En su ópera prima, revela sus intenciones de someter al asistente a un mar lleno de personajes inexpresivos. Él abre el telón con la robotización del ser humano encarnado en una familia de clase media. Familia a la que, le va bien en lo económico pero que, en la cotidianidad de la vida ha perdido el sentido con la tristeza y el hastío que los termina por invadir. Con una precisión y pulso, filma largos y repetidos planos cuando la familia decide destruir sus pertenencias. La destrucción de los objetos es la antesala para la autoaniquilación de los protagonistas.
La otra cara de la violencia
La violencia en el cine es un elemento que funciona como recurso en la narrativa, se adhiere a esta para cumplir tres funciones: provocar, ser estético y de explotación. La primera, es aquella que muestra, en gran medida, imágenes gratuitas donde se salpica sangre a borbotones. Es más, lo encuentras en filmes del género slasher; ejemplo de ello son «Viernes 13», «Pesadilla en Elm Street» o la «Matanza de Texas».

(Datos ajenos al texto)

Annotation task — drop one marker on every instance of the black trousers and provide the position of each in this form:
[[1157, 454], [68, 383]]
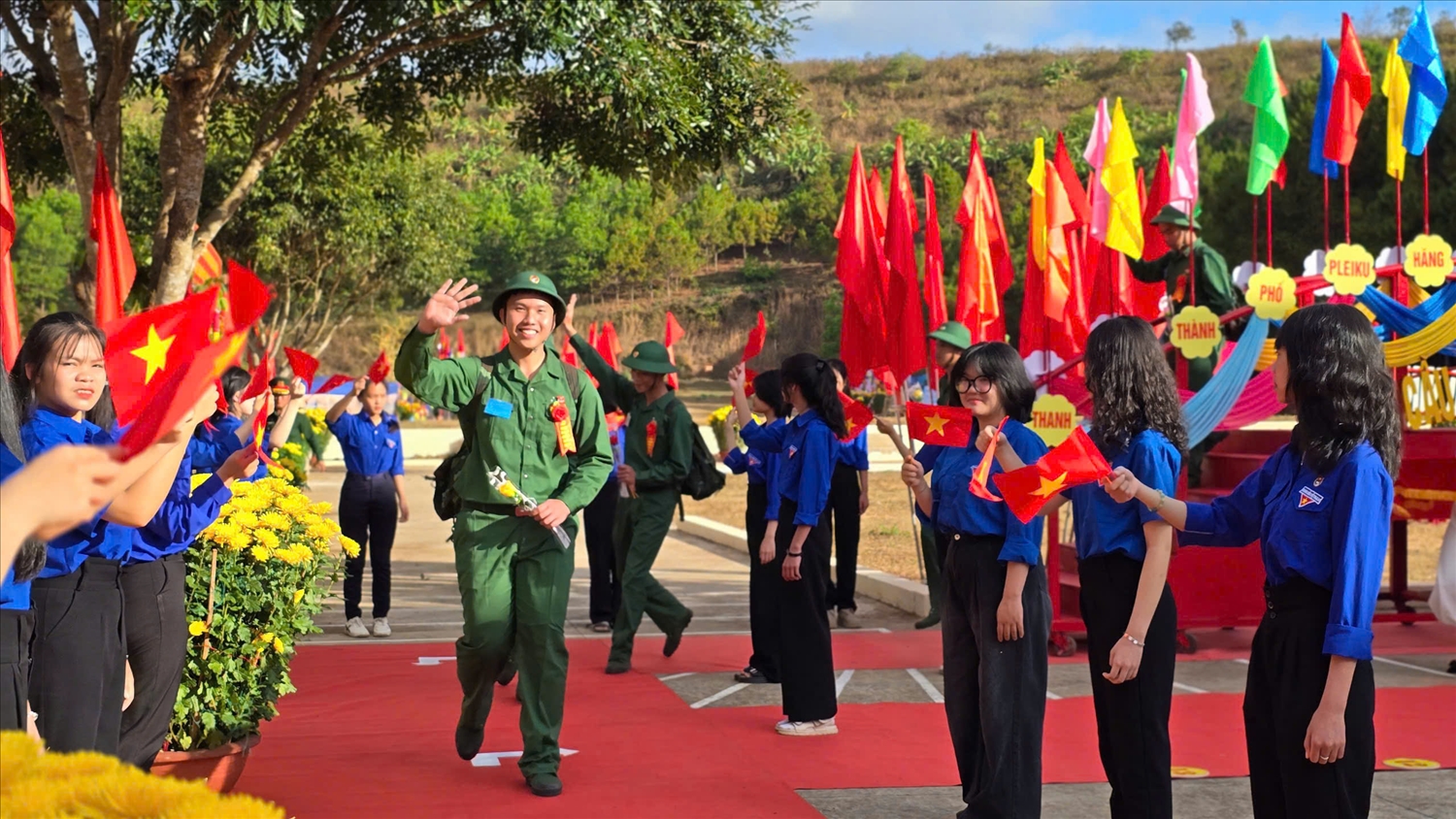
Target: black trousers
[[844, 527], [763, 604], [78, 658], [156, 647], [995, 693], [1287, 670], [369, 512], [17, 627], [1132, 717], [596, 521], [807, 656]]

Sin embargo, la estética y la provocación las encuentras en las visiones de dos grandes directores: Quentin Tarantino y el mismo Haneke. El primero, busca convertir de la violencia un espectáculo. Usando recursos del cine clásico y contemporáneo, sus filmes más reconocidos son «Reservoirs Dogs», «Pulp Fiction» y «Django Unchained». En el otro lado del tablero, tenemos al cineasta europeo, quien presenta un trato diferente. Lo violento explícito de los sucesos es mostrado fuera del campo, apartado de la vista del receptor, quien es sometido a una tina de agua helada, que, una vez que toca el cuerpo, provoca la incomodidad y turbación desde el asiento. Su cinta que mejor habla desde una mirada más reflexiva y autocrítica de la violencia como agente de estudio, es «Funny Games». Aquí desarma la esbelta torre de emociones del público al poner sobre la mesa sus cartas. Desde el uso de planos prolongados, pasando por la inclusión de la cuarta pared hasta prescindir de la musicalización extradiegética, que es la banda sonora. Sin embargo, es el efecto del montaje, que, sin apenas mostrar la brutalidad seca de los dos sociópatas, deja a la imaginación esa brusquedad de las acciones en la mente del espectador.
Es crítico con el uso que se la ha dado a la violencia en la actualidad y cómo el espectador hasta la ve divertida y distante de ella. Busca que la gente se sienta cómplice con lo que ve en pantalla, arrebatarle ese gusto por el consumo de esta.
En su estadía en Madrid, habló con diario El País y declaró que, con respecto a la violencia y su representación como forma de consumo, “A veces la violencia se consume con cierto gusto; eso me parece asqueroso. No me gustan mucho las películas de Tarantino; sabe hacer muy bien lo que hace, no hablo de su calidad. Es su cinismo respecto al espectador. Me parece inhumano”.
Polémico, preciso e impecable, siempre se mantendrá firme en sus convicciones. No por nada es una de las figuras más respetables en el séptimo arte. Como el forense del cine que es, provoca y no titubea al excavar en la mente de sus personajes para revelar, con ese arte transgresor único e irrepetible, una sociedad en ruinas y falta de empatía, un estilo que sigue sorprendiendo a más de un incauto espectador.